De beschrijving luidt als volgt: “Van zilver, beladen met een hoorn van keel (rood), geringd van
goud, geband van lazuur (blauw), met gouden kwasten, het schild van achteren vastgehouden door een
zittende Eenhoorn van keel (rood), gehoornd, gemaand, gebaard, gevlokt en gestaart van goud”.
De oudst bekende afbeelding van het wapen van Hoorn op een stadszegel dateert van 1361 en toont een
jachthoorn in een schild. De eenhoorn, vanouds bekend als een ontembaar fabeldier waaraan bijzondere
krachten werden toegekend, verschijnt voor het eerst als schildhouder op een steen in de gevel van de
(oude) Oosterpoort in 1538; het wapen van Hoorn wordt hierop geflankeerd door twee staande eenhoorns.
Deze eenhoorns, die ook voorkwamen in het wapen van de bisschop van Utrecht, symboliseerden het
geestelijk gezag van de kerkvorst.
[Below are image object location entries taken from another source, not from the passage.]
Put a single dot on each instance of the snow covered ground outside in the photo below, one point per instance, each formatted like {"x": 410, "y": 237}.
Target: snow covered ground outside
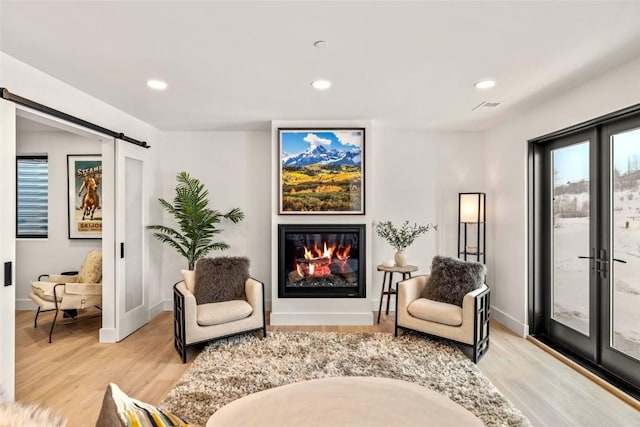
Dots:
{"x": 571, "y": 274}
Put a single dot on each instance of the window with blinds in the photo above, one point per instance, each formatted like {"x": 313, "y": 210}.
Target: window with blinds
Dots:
{"x": 32, "y": 193}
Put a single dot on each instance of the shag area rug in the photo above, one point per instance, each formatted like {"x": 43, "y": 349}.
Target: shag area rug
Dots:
{"x": 235, "y": 367}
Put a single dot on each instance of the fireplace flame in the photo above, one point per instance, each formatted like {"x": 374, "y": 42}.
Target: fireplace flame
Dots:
{"x": 319, "y": 260}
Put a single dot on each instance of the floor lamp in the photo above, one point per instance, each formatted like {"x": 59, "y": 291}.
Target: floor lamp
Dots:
{"x": 472, "y": 226}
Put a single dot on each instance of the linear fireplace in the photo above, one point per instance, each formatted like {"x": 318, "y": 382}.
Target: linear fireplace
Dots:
{"x": 321, "y": 261}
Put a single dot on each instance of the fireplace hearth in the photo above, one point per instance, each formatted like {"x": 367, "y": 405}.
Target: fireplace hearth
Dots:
{"x": 321, "y": 261}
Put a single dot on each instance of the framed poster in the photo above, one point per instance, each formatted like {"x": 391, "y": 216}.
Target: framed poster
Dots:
{"x": 84, "y": 174}
{"x": 321, "y": 171}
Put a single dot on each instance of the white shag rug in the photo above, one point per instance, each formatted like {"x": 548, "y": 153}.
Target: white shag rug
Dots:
{"x": 235, "y": 367}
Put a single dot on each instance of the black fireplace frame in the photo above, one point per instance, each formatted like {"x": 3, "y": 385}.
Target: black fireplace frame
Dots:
{"x": 330, "y": 292}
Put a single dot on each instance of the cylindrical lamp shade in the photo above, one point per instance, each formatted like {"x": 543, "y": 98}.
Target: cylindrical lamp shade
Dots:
{"x": 472, "y": 207}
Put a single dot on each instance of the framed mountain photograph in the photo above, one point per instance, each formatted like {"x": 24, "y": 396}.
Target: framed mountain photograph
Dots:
{"x": 321, "y": 171}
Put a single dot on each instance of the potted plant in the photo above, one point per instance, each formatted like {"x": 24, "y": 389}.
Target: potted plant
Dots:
{"x": 401, "y": 237}
{"x": 196, "y": 220}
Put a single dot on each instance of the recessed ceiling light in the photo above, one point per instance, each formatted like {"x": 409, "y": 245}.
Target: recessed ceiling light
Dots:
{"x": 321, "y": 84}
{"x": 484, "y": 84}
{"x": 157, "y": 84}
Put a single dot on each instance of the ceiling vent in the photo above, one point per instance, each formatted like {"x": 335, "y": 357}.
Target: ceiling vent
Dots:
{"x": 486, "y": 104}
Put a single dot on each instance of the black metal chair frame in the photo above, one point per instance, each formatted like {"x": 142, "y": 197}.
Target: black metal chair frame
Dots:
{"x": 179, "y": 324}
{"x": 69, "y": 314}
{"x": 482, "y": 309}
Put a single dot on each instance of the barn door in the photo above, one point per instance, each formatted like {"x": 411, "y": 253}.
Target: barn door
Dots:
{"x": 132, "y": 309}
{"x": 7, "y": 249}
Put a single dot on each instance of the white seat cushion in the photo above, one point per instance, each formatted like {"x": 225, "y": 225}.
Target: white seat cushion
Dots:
{"x": 44, "y": 290}
{"x": 435, "y": 311}
{"x": 216, "y": 313}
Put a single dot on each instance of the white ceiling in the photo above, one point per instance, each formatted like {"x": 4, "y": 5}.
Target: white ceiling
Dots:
{"x": 241, "y": 64}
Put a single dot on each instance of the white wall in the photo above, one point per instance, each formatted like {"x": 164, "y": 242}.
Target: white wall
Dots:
{"x": 7, "y": 249}
{"x": 56, "y": 253}
{"x": 413, "y": 175}
{"x": 417, "y": 176}
{"x": 28, "y": 82}
{"x": 506, "y": 169}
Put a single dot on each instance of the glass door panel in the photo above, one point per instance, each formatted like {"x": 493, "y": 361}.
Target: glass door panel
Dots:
{"x": 625, "y": 243}
{"x": 570, "y": 236}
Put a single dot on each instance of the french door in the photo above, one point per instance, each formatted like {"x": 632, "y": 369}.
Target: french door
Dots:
{"x": 589, "y": 259}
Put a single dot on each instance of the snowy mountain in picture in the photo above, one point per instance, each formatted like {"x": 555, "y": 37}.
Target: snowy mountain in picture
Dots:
{"x": 321, "y": 155}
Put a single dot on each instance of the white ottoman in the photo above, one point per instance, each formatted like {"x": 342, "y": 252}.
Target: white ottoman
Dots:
{"x": 344, "y": 401}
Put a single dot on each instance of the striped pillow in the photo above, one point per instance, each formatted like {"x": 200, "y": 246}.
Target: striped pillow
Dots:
{"x": 118, "y": 409}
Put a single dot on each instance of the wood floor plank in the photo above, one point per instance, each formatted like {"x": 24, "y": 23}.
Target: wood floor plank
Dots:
{"x": 71, "y": 374}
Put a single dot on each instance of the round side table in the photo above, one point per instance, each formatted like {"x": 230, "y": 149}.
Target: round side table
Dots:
{"x": 388, "y": 272}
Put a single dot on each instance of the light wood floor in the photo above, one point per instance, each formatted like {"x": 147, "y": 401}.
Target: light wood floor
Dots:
{"x": 71, "y": 374}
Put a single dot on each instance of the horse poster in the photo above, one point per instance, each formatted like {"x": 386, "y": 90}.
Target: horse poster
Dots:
{"x": 84, "y": 174}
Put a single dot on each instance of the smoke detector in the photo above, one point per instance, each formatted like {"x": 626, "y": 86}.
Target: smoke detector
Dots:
{"x": 486, "y": 104}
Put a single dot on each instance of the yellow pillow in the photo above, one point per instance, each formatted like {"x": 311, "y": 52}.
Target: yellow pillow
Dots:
{"x": 118, "y": 409}
{"x": 91, "y": 270}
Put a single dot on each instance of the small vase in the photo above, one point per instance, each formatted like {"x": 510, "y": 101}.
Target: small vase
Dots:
{"x": 401, "y": 259}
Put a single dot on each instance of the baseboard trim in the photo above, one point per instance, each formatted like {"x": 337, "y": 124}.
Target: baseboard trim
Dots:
{"x": 157, "y": 308}
{"x": 630, "y": 400}
{"x": 333, "y": 319}
{"x": 108, "y": 335}
{"x": 25, "y": 304}
{"x": 509, "y": 322}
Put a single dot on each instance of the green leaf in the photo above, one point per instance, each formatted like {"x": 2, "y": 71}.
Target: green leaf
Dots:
{"x": 196, "y": 220}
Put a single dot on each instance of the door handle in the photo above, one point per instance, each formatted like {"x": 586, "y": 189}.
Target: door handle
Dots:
{"x": 8, "y": 273}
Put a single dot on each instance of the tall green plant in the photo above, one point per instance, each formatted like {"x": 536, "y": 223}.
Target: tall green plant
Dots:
{"x": 197, "y": 221}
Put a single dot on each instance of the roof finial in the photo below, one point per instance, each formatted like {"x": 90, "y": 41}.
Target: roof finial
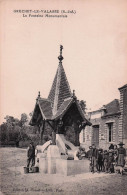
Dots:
{"x": 60, "y": 57}
{"x": 73, "y": 94}
{"x": 38, "y": 95}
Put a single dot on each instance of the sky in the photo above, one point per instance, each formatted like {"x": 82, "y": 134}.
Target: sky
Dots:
{"x": 95, "y": 48}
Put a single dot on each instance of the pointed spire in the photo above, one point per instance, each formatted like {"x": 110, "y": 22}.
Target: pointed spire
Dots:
{"x": 60, "y": 57}
{"x": 38, "y": 97}
{"x": 60, "y": 89}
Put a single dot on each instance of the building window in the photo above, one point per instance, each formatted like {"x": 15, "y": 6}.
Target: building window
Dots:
{"x": 110, "y": 132}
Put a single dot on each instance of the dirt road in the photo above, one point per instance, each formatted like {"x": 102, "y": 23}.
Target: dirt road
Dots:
{"x": 14, "y": 181}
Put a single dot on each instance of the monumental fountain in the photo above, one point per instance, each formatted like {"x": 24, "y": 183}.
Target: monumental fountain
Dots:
{"x": 61, "y": 117}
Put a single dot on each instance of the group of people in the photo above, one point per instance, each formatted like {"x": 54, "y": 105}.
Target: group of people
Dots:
{"x": 106, "y": 160}
{"x": 100, "y": 160}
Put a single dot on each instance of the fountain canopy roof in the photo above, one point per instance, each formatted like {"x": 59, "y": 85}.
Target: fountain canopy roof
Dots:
{"x": 59, "y": 99}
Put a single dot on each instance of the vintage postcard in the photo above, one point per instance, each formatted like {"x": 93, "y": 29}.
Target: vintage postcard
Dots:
{"x": 63, "y": 97}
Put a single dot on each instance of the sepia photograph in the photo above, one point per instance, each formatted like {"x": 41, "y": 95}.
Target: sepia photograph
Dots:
{"x": 63, "y": 97}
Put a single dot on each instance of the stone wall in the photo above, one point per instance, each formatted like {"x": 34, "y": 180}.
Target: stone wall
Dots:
{"x": 103, "y": 132}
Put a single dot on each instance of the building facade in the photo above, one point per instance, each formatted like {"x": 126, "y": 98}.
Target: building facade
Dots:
{"x": 109, "y": 124}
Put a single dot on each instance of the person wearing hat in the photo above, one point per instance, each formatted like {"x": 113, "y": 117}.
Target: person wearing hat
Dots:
{"x": 100, "y": 160}
{"x": 121, "y": 153}
{"x": 31, "y": 155}
{"x": 106, "y": 159}
{"x": 89, "y": 152}
{"x": 94, "y": 157}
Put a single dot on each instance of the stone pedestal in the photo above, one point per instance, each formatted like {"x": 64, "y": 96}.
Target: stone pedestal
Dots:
{"x": 52, "y": 155}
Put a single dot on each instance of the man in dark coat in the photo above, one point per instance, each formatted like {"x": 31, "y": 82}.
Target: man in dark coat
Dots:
{"x": 121, "y": 155}
{"x": 31, "y": 155}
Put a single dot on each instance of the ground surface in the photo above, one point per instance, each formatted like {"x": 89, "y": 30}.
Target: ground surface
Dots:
{"x": 14, "y": 181}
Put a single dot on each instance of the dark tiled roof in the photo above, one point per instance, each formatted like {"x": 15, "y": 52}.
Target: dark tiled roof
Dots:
{"x": 45, "y": 107}
{"x": 62, "y": 86}
{"x": 124, "y": 86}
{"x": 66, "y": 105}
{"x": 63, "y": 108}
{"x": 112, "y": 108}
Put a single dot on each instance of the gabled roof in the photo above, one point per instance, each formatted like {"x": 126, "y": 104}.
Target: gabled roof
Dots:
{"x": 65, "y": 107}
{"x": 112, "y": 108}
{"x": 60, "y": 89}
{"x": 45, "y": 107}
{"x": 59, "y": 99}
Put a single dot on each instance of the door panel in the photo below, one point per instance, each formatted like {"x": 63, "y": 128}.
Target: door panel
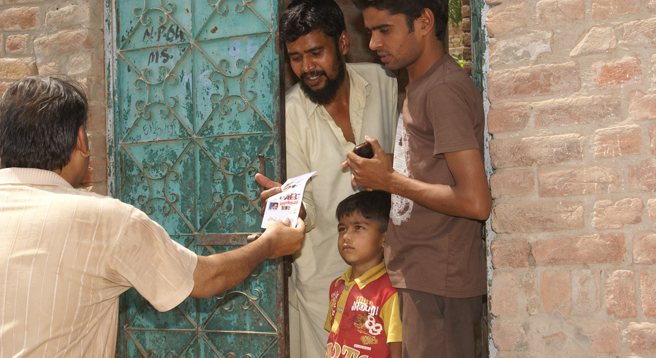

Tegen het einde van de 16e eeuw is de stad Hoorn een zittende eenhoorn
als schildhouder gaan gebruiken.
De eenhoorn is onder andere terug te vinden in de gevel van het Sint Pietershof, op de Hoofdtoren, op
de banpaal aan de Walingsdijk en op de replica van een banpaal voor het politiebureau.
De gemeenteraad van de gemeente Hoorn, sinds 1979 bestaande uit de voormalige gemeenten Hoorn en Zwaag en het dorp Westerblokker, besloot op 13 februari 1979 het wapen van de opgeheven gemeente Hoorn ongewijzigd te handhaven.
Bij raadsbesluit van 13 februari 1979 is ook de vlag van de gemeente Hoorn officieel vastgesteld. De vlag bestaat uit drie horizontale banen van rood, wit en rood. De oudst bekende afbeelding komt voor op een schilderij van Hendrick Cornelisz. Vroom uit 1622: gezicht op Hoorn van de zeezijde. Er zijn ook afbeeldingen bekend van deze vlag met op de witte middenbaan een rode hoorn. Deze versie is echter in onbruik geraakt.